Harcourt Brace, 2000
Elementary school

Myths Perpetuated:

279: Samuel Adams, by himself, “set up a Committee of Correspondence in Boston. Then he got cities and towns in other colonies to do the same.” See Founding Myths, chapter 3.

280: The “Intolerable Acts” do not include the Massachusetts Government Act, making it impossible to answer the question on 287 correctly: “Why did the Intolerable Acts make the colonists so angry?” See Founding Myths, chapter 4.

281: Patrick Henry’s “Liberty or Death” speech. See Founding Myths, chapter 8.

283-284, 323: Paul Revere and William Dawes (nobody else) rode and shouted “The British are coming.” (Revere and Dawes were of course British as well.) See Founding Myths, chapter 1.

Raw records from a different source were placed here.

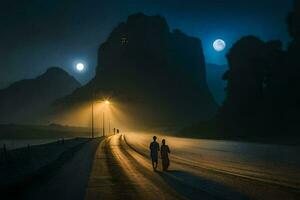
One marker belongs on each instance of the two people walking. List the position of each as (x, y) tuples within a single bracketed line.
[(164, 152)]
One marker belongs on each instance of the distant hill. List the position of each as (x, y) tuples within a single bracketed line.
[(216, 84), (156, 74), (21, 101)]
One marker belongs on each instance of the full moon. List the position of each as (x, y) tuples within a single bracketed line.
[(219, 45), (80, 67)]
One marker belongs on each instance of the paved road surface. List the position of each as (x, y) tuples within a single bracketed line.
[(122, 170), (200, 169), (69, 181)]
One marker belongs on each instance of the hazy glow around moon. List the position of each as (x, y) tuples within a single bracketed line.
[(80, 66), (219, 45)]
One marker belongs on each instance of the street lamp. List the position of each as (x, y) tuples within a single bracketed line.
[(107, 102)]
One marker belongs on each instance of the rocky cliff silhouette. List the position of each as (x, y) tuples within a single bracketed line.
[(157, 74), (23, 100), (263, 83)]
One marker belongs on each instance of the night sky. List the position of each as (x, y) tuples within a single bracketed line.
[(36, 34)]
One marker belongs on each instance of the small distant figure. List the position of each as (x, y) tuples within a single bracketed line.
[(154, 149), (164, 152)]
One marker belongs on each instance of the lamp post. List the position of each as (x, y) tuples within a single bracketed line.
[(93, 117), (103, 125)]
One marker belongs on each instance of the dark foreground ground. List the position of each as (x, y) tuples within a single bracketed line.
[(118, 167)]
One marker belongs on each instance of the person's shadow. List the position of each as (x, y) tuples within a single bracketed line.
[(195, 187)]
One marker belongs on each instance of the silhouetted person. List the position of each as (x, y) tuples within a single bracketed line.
[(164, 152), (154, 148)]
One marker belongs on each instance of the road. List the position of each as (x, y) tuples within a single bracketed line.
[(200, 169)]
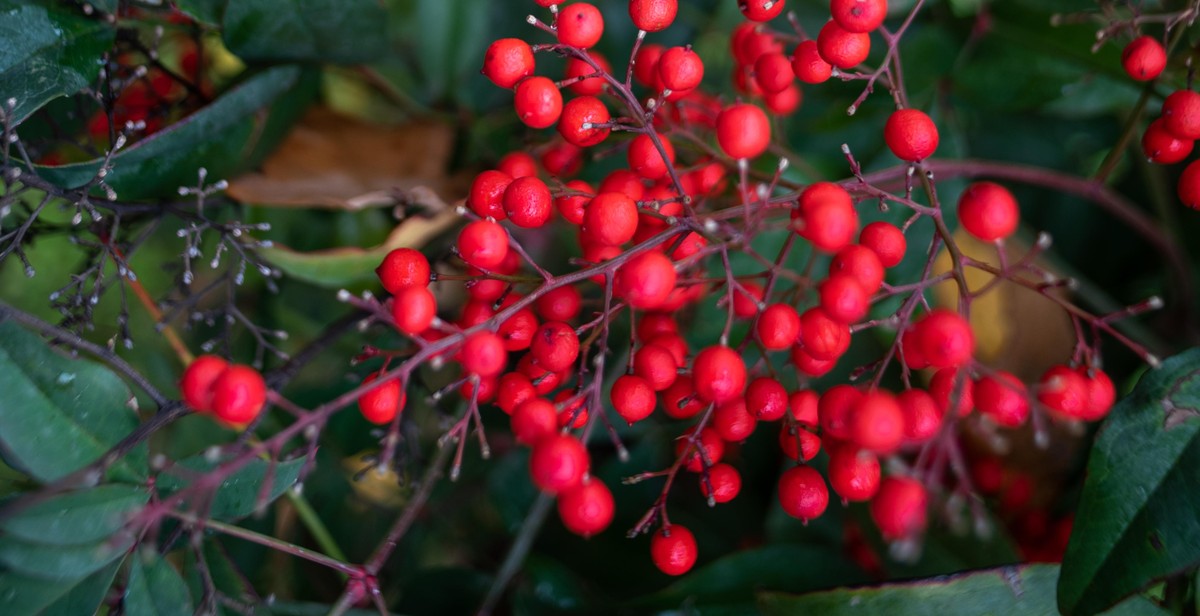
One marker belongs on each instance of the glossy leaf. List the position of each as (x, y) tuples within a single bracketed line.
[(343, 31), (47, 51), (155, 588), (77, 518), (1138, 513), (25, 594), (1012, 590), (238, 495), (59, 413), (233, 133)]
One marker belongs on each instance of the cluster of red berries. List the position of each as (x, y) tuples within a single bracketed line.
[(233, 393), (652, 221), (1170, 137)]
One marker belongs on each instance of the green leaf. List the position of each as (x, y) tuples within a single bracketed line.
[(238, 495), (47, 51), (79, 516), (233, 133), (155, 588), (1137, 519), (1011, 590), (342, 31), (58, 414), (24, 594), (61, 562)]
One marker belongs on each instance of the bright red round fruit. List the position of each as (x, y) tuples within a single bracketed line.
[(899, 509), (507, 61), (580, 24), (558, 462), (1144, 58), (803, 492), (587, 508), (743, 131), (196, 384), (403, 268), (382, 404), (238, 394), (988, 210), (911, 135), (718, 374), (673, 550)]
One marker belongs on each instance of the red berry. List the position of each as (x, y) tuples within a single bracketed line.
[(238, 395), (681, 69), (853, 473), (673, 550), (403, 268), (1144, 58), (761, 10), (484, 244), (533, 420), (843, 48), (1002, 398), (733, 422), (646, 281), (1065, 392), (528, 203), (631, 398), (1189, 185), (1181, 114), (513, 390), (610, 219), (382, 404), (538, 102), (803, 492), (558, 462), (1162, 147), (585, 121), (823, 338), (843, 298), (196, 384), (653, 15), (911, 135), (899, 509), (645, 159), (507, 61), (886, 240), (587, 508), (778, 327), (580, 24), (988, 210), (718, 374), (773, 71), (808, 65), (483, 353), (876, 423), (413, 309), (726, 483), (858, 16), (743, 131)]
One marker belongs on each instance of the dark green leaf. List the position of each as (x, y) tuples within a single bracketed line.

290: “Don’t fire until you see the whites of their eyes.” See Founding Myths, chapter 9.

296-297: Jefferson alone “planned” the Declaration of Independence and gets all credit for writing it. See Founding Myths, chapter 6.

299: Thirteen colonies declared independence on July 4, 1776. See Founding Myths, Conclusion.

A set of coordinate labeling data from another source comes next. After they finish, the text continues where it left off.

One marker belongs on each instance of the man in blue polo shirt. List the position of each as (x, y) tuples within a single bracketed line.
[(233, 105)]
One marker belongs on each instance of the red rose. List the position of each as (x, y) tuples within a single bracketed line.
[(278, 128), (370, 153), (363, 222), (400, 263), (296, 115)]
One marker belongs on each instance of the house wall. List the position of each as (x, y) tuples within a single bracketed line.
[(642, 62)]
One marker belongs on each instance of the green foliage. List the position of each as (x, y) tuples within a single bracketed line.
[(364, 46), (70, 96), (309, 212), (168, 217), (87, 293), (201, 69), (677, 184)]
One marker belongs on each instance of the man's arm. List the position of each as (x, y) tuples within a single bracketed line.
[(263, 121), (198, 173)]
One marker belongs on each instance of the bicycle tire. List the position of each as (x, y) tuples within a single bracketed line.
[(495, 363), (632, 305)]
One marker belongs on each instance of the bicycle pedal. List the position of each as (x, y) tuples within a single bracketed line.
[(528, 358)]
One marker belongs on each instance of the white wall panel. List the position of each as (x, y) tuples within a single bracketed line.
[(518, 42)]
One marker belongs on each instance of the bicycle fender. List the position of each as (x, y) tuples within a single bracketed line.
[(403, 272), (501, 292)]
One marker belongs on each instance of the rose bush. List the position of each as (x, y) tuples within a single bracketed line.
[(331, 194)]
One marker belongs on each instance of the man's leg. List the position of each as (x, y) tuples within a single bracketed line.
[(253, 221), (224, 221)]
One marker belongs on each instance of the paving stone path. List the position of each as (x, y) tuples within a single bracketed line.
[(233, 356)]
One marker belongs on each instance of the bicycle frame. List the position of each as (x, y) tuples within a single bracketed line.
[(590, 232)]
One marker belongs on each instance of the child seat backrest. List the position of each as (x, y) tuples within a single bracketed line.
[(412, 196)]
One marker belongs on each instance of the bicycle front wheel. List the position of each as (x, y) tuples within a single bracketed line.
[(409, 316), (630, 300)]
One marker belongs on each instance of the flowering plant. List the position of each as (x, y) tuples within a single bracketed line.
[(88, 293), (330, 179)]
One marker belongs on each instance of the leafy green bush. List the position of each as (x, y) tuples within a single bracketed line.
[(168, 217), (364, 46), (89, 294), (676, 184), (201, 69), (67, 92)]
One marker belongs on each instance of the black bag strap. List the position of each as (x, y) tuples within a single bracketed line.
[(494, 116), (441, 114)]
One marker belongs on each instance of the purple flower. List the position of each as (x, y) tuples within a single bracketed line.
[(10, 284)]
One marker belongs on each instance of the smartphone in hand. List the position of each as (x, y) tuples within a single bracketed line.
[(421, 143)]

303: “Molly Pitcher” was a real person. See Founding Myths, chapter 2.

305: Emphasis on patriotic slaves through misleading numbers: 5,000 fighting for Americans, only 300 for British; eight patriots listed by name (“Liberty,” “Freeman”), no names for those who fought for British. See Founding Myths, chapter 10.

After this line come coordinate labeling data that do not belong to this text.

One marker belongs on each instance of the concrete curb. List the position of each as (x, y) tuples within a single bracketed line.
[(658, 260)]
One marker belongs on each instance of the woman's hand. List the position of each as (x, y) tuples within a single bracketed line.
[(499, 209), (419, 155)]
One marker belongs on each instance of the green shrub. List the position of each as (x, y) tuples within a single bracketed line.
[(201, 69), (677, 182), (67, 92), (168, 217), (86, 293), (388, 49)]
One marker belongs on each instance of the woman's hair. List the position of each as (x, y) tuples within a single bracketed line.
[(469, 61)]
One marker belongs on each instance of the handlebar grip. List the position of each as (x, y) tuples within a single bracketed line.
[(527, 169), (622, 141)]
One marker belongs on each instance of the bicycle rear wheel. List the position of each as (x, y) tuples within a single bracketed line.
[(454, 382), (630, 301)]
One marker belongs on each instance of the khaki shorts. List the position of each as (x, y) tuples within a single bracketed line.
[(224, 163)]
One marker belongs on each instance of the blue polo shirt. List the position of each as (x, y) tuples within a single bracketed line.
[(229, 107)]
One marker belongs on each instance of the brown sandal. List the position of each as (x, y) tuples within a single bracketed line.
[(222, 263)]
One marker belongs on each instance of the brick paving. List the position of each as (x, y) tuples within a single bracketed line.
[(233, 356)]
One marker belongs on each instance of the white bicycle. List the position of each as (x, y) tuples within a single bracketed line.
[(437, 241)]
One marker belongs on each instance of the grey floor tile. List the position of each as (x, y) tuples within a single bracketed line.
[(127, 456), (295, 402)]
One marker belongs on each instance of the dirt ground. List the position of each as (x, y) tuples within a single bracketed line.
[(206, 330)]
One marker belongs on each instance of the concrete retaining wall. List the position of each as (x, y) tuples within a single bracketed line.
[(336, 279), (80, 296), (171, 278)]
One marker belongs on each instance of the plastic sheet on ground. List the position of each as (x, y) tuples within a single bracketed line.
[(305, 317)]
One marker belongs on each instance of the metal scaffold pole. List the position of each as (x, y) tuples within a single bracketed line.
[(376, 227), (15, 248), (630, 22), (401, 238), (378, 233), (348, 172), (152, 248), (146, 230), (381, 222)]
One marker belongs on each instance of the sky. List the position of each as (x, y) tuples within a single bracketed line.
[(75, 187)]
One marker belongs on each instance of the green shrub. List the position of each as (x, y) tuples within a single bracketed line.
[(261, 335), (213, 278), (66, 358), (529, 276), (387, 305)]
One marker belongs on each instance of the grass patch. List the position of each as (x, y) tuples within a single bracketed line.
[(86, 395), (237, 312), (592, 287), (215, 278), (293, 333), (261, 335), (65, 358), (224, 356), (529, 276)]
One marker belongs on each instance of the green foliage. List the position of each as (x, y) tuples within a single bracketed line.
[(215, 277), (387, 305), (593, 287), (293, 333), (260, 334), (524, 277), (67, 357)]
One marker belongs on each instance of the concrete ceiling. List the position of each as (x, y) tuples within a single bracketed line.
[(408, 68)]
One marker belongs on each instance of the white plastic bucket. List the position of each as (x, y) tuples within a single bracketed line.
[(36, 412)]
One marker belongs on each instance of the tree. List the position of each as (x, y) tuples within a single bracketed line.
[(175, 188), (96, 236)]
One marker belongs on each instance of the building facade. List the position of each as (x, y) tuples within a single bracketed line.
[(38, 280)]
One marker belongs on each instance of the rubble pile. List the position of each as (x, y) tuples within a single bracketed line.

310: By spring, 1778, the hardships experienced at Valley Forge were over. See Founding Myths, chapter 5.

313: George Rogers Clark’s mission was to defend settlers. See Founding Myths, chapter 13.

316, 323: “It was clear that victory had been decided at Yorktown.” See Founding Myths, chapter 12.

336-337: “Once the United States was independent, it opened the frontier to settlement” — Indians are non-existent at this point. See Founding Myths, chapter 13.

Critical items neglected, which change our understanding of the Revolution:

The first seizure of political and military authority from the British — Massachusetts, 1774. See Founding Myths, chapter 4.

Over ninety state and local declarations of independence, which set the stage for the congressional declaration. See Founding Myths, chapter 6.

General Sullivan’s genocidal expedition against the Iroquois, the only significant American campaign of 1779. See Founding Myths, chapter 13.

The winter the Continental Army spent at Morristown — far colder than that spent at Valley Forge, and the harshest in 400 years. See Founding Myths, chapter 5.

The global context for the American Revolution — why the war continued after Yorktown. See Founding Myths, chapter 12.